頭を使ったゲームは得意という言葉に嘘はなく、石丸のオセロの腕前はなかなかのようだ。


「うぅむ…。僕にはどうも、馬鹿にされているようにしか聞こえないのだが…」
「…まあ、酷い。石丸君には、わたくしがそのような皮肉を言うような人間に見えているのですか?」
「……。君は、皮肉しか言わないだろう」
「うふふっ。十神君ほどではありませんわ」
「僕にはどっちもどっちに見えるがな…」


何を言われようと顔色一つ変えないセレスに、セレスの言葉に逐一反応する石丸。
これだけでも二人の性格の違いを窺える。

さりげない言葉の積み重ねで相手に打撃を与える──これもセレスの作戦のうちだった。
明らかに子供じみていて下卑たやり方であったが、石丸のような愚直な人間にはこれが良く効くのだ。
勝負に手段など問わない。ましてや慈悲など必要ない。


「単純だからこそ、奥が深い。それがオセロの魅力であり、醍醐味かも知れませんわね」
「ふむ。

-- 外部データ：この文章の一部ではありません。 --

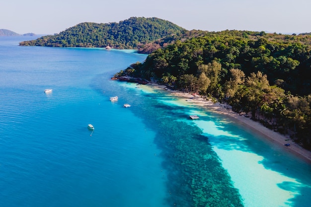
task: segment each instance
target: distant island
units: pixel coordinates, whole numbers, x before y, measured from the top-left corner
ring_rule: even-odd
[[[21,36],[21,35],[5,29],[0,29],[0,36]],[[36,36],[36,34],[33,33],[26,33],[22,35],[23,36]]]
[[[188,31],[156,17],[131,17],[81,23],[20,45],[109,46],[148,53],[144,63],[134,63],[113,78],[143,78],[225,102],[311,149],[310,33]]]
[[[54,35],[20,43],[21,46],[97,47],[138,49],[142,46],[180,37],[186,30],[156,17],[131,17],[119,23],[83,22]],[[161,45],[161,46],[162,46]],[[158,47],[157,47],[158,48]]]

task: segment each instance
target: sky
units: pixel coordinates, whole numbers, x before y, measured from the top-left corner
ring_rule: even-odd
[[[311,32],[310,0],[4,0],[0,29],[54,34],[81,22],[157,17],[188,30]]]

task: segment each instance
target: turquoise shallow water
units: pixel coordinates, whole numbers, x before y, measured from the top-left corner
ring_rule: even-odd
[[[17,46],[28,38],[0,37],[0,206],[309,206],[310,164],[165,91],[111,80],[145,55]]]

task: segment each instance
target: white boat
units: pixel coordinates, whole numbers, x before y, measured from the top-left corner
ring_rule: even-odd
[[[197,115],[190,115],[189,116],[192,120],[200,119],[200,118]]]
[[[95,129],[94,129],[94,127],[93,127],[93,125],[90,124],[87,125],[87,128],[91,130],[94,130]]]
[[[114,97],[110,97],[110,101],[116,101],[117,100],[118,100],[118,96],[114,96]]]

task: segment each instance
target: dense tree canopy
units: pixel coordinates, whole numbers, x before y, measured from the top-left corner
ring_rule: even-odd
[[[311,36],[191,32],[116,76],[153,77],[226,101],[311,148]]]
[[[64,47],[137,49],[138,46],[179,35],[185,31],[172,23],[156,17],[131,17],[119,23],[84,22],[54,35],[22,42],[20,45]]]

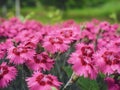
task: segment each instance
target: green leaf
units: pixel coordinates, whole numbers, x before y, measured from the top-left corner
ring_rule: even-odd
[[[95,80],[80,77],[77,82],[80,85],[81,90],[99,90],[99,86]]]

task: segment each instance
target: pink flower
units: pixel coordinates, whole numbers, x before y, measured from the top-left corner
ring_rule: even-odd
[[[120,56],[119,53],[110,49],[101,49],[95,56],[96,65],[99,70],[107,75],[120,73]]]
[[[32,70],[50,70],[53,67],[54,60],[49,58],[46,52],[35,54],[33,60],[27,60],[26,65]]]
[[[10,81],[15,79],[16,75],[16,68],[6,65],[6,63],[2,63],[0,65],[0,88],[7,87]]]
[[[8,49],[7,58],[10,59],[11,63],[14,64],[23,64],[26,60],[32,59],[35,54],[35,50],[28,48],[28,46],[11,46]]]
[[[94,63],[93,48],[89,45],[78,44],[76,49],[77,50],[71,54],[68,60],[68,63],[72,64],[73,71],[78,76],[95,79],[97,77],[97,68]]]
[[[50,53],[65,52],[69,47],[64,38],[59,36],[59,34],[50,34],[43,41],[43,47]]]
[[[79,40],[81,36],[80,27],[78,26],[62,28],[58,32],[60,36],[64,37],[64,40],[68,43],[71,43],[74,40]]]
[[[52,90],[52,87],[58,90],[62,84],[55,76],[50,74],[44,75],[39,72],[35,72],[32,77],[27,78],[26,81],[30,90]]]
[[[113,78],[107,77],[105,79],[107,85],[108,85],[108,90],[120,90],[120,85],[118,82],[115,82]],[[120,82],[120,81],[119,81]]]

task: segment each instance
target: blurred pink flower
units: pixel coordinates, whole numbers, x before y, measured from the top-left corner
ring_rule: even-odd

オセロのキャッチコピーは『覚えるのに一分、極めるのに一生』というくらいだからな!」
「ええ。ですが…」
「…ん?」
「…残念です、石丸君。あなたはオセロのように奥深くもなければ、何の見所もない人間のようです」
「は…?」
「盤面をご覧なさいな。そうすればわたくしの言葉の意味が、お分かり頂けますわ?」
「え? ……!? こ、これは…ッ!!」
「うふふふっ。この勝負、あったようですわね」
「く…ぅっ! ぐぬぬぬう…!」


盤面の上は、いつの間にかほぼ全ての領域が黒の石で埋められている。
それは即ちセレスの勝利、石丸の敗北を意味していた。
もはや自分に勝ち目はないとばかりに、悔しげに歯を食い縛る石丸の表情がそれを物語っている。

やはり、無理だったか。
この男では退屈しのぎにすらならなかったか──セレスの胸の中には心地良い勝利の余韻よりも、不快な落胆の色の方が濃く表れていた。


「う゛っ…ぐうぅぅ…っ! も、もう一度、もう一度だけ勝負してくれないか!? い、今の僕はまだ本気を出してなかったんだ! あともう一度だけで良い! 頼むッ!!」
「……」


そう言って頭を下げる石丸を、セレスは無表情のまま見下ろしていた。
「もう一度だけ勝負してくれ」「まだ本気を出していなかった」──こんな言葉を何百回、何千回と聞いてきたセレスにとっては、うんざりな台詞だった。
往生際の悪い人間ほど無様で醜く、哀れなものはない。

しかし、それでも──セレスの形の良い唇は、どういう訳か次々と予想外な言葉ばかりを並べていくのだった。


「……。それでは、追加ルールを設けましょう」
「え……?」
「今日から一週間、石丸君にはわたくしと毎日オセロで対決をして頂きます。その一週間の間、たった一日でもあなたが勝てば、この勝負はあなたの勝利と見なしましょう。無論、あなたとの『約束』は果たしますわ」
「……」
「まあ今日の勝負は終わりましたから、厳密に言えばあと六日間ですが。…いかがです? 今のところ、石丸君に有利なルールですわよ?」
「………。分かった」


しばし考えた後、石丸はセレスの提案を呑み、顔を上げた。


「僕は君に勝ってみせるッ! 絶対に勝って、君の鼻を明かしてやろうではないかッ!!」
「……っ…」


顔を上げ、真っ直ぐに自分を見つめる石丸の表情は、闘志に満ち溢れていた。
自分のものとは違う天性のその赤い瞳は、炎の如く燃え盛っている。
先程まで負け惜しみを言っていた人間とはまるで別人のようだ。

そんな石丸の姿に、ほんの一瞬ではあったがセレスの表情が変化した。
彼女の持ち前のポーカーフェイスは、僅かながら崩れたのだ。


「ふふふ…。ご健闘を祈りますわ」
「ああ! 互いに正々堂々、力の限り最後まで戦おうではないか!」
「……」


正々堂々、力の限り──人を欺き騙すのが生業である彼女には、つくづく不相応な単語だ。
にも関わらずあえてそんな言葉を使うとは、大した度胸をしている。
それとも、ただ単に何も考えていないのか。文字通り馬鹿正直な男なのか。
とにかく、いずれにせよ──。


(あなたこそ、とんだ皮肉屋ですのね。…石丸君)


そう心の中で呟き、セレスは笑った。
この時、ほんの少しではあったが、セレスの中には石丸という人間への興味が生まれていた。


──思えば、この時点でセレスは気付くべきだったのだ。
自ら編み出したこの追加ルールは、結果的に己の首を締め、苦悩させてしまう事に。

そして、傷一つなかったはずのその頑なな『仮面』に、この瞬間亀裂が生じてしまっていた事に。